Important Note – These are descriptions to changes implemented in WoodWorks Shearwalls for version 10.4 and may not reflect current behavior.
After determining the torsional amplification factor Ax, the program if necessary applies the factor to the torsions and redistributes loads to the shearlines. Sometimes this triggers a redesign of the structure, and the reconfigured building may not have the same torsional amplification as before, but the program did not recalculate it. As a result, the torsional amplification shown in the output and the one calculated from the designed structure did not match.
It may even happen that the program determines that the building requires a torsional factor and then he redesigned building is no longer torsionally sensitive.
The program now applies the Ax factor calculated for the final design and redistributes loads. It does not redesign the structure again, but it shows in the output reports and in the building response to the forces from the redistributed loads. Note that this can cause a structure for which walls that were originally designed to pass now fail, or walls to be overdesigned compared to the materials needed to resist the final load distribution.
This is unavoidable because even an infinite sequence of designing, modifying the Ax, and designing again would not necessarily converge. A note at the bottom of the shear results table indicates if any walls fail this reason.
When design as group is activated for a standard wall that has the same materials as another standard wall group, the program sometimes assigned individual shearwalls to the wrong design group, that is, to a design group for a standard wall group other than the one designated for that wall. This has been corrected
The Design in Group feature proved to be difficult to implement for a wall that had been created input of walls in the structure rather than via Standard Wall input, because there is no standard wall associated with the wall and design groups are accomplished through standard walls.

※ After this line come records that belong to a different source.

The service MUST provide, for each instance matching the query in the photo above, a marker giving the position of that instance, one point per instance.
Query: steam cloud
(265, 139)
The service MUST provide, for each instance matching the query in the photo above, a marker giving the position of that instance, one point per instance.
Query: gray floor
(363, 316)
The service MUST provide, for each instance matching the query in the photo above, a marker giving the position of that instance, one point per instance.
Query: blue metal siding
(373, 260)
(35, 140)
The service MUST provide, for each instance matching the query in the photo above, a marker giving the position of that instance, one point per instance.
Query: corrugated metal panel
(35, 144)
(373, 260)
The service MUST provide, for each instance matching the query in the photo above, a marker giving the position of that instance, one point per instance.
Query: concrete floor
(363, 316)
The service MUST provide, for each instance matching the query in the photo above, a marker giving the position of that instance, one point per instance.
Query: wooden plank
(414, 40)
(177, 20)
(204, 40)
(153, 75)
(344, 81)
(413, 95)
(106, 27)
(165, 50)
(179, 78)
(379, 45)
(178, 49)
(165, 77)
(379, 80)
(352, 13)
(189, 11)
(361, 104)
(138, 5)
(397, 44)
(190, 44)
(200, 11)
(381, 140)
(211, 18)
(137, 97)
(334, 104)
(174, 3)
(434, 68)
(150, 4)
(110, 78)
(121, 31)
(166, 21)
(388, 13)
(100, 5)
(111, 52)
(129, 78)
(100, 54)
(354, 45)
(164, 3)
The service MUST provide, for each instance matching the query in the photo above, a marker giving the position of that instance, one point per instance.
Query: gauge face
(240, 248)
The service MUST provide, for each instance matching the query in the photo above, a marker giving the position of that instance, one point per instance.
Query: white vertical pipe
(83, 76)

For this reason, the program now allows you to create standard walls from regular walls as follows:
When clicking "Edit Standard Walls" while there is a wall selected which does not match any standard wall, the program now asks you if you wish to create a standard wall based on the selected wall. If you create a standard wall in this way, the Design as Group setting is checked for the standard wall and the Design in Group checked for the selected wall.
This feature enhances the program usability in general, similar to the creation of a new font style in a word processor using the font attributes of the selected text.
When selecting a standard wall to assign to a physical wall, the number of wall studs was not being accounted for, so that if there were two standard walls that were identical except for the number of wall studs it sometimes would cause the program to assign the wrong standard wall to the selected wall. It was also not possible to select one of the standard walls in the Edit standard wall view.
Whether or not it happened depended on the order of the near-identical standard walls in the list of walls. It has been corrected.
In wall input view, if you selected "Both sides the same" and specified unknown values, and then deselected Both sides the same, the unknown values were still recorded in the interior sheathing, even though design for unknowns is not done independently for interior sheathing. If these unknown values were not changed, the program would design using the weakest materials in the list, and would show question marks (?) in the Wall Design Groups output table for the interior sheathing.
Now, when you deselect Both sides the same, the program changes any unknown values on the interior surface to the weakest possible. Unless changed, these materials now show up in the Design Group Output.
The Hold-down Design table of the Design Summary output was reporting walls as having failed hold-down design for multiple building levels when it only failed hold-down design on the lowest level listed. This has been corrected.
If only rigid diaphragm analysis was selected in the Structure Input view, the program showed failure for non-shearwalls in elevation view, even if the walls are strong enough to resist design. In the Components and Cladding table, the program showed a warning that these walls do not have shear resisting materials, even If they did.
This problem disappeared if you chose to do both rigid and flexible design. It has now been corrected.
The title in the program output "Wind Suction Design" has been changed to "Out-of-plane Wind Design". This is because the governing condition can be either suction or bearing of wind.